A project for learning some processes in data science and building data visualisations to provide insight! The lichess dataset was selected because I like chess.
Notes on some themes that can/probably cannot be explored:
Endgame insights - seems hard
Maybe:
- Classify games into different types of endgames - use chess rules to determine the pieces remaining on the board. For instance, if only kings and pawns are left, classify it as 'King and Pawn' endgame.
- Separate games that ended in a win from those that were draws or losses.
Dataset cannot be used for mistake analysis - need data from a chess engine
Piece Activity
- Defining Critical Squares: Determine what constitutes a critical square.
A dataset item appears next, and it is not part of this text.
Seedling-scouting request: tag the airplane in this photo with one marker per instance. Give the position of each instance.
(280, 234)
For pawn promotion, this would be the 8th rank for White and the 1st rank for Black.
- Then analyse when and how often pieces reach these critical squares.
- For pawns:
- Count how many times pawns are promoted in the dataset.
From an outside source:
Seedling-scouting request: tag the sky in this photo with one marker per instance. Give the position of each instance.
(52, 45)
- Examine the context of these promotions - for instance, in which types of positions or game phases (opening, middle game, endgame) they occur most frequently.
- Look for any patterns in pawn promotion, such as specific opening moves leading to higher promotion rates.
- For pawns:
- Heatmaps or bar charts - illustrate the frequency and distribution of piece movements to critical squares.
- Compare these frequencies across different levels of play or different player demographics?
- Correlation with winning:
- Creating a Correlation Variable: Create a binary variable indicating the occurrence of the event (e.g., pawn promotion) in each game.
- Logistic Regression: If analyzing a binary outcome (win/loss - what about draw?), to quantify the relationship between promotion and winning.
- The correlation varies by the strength of the players (e.g., different correlations in amateur vs. professional games)?
- What graph or chart to use?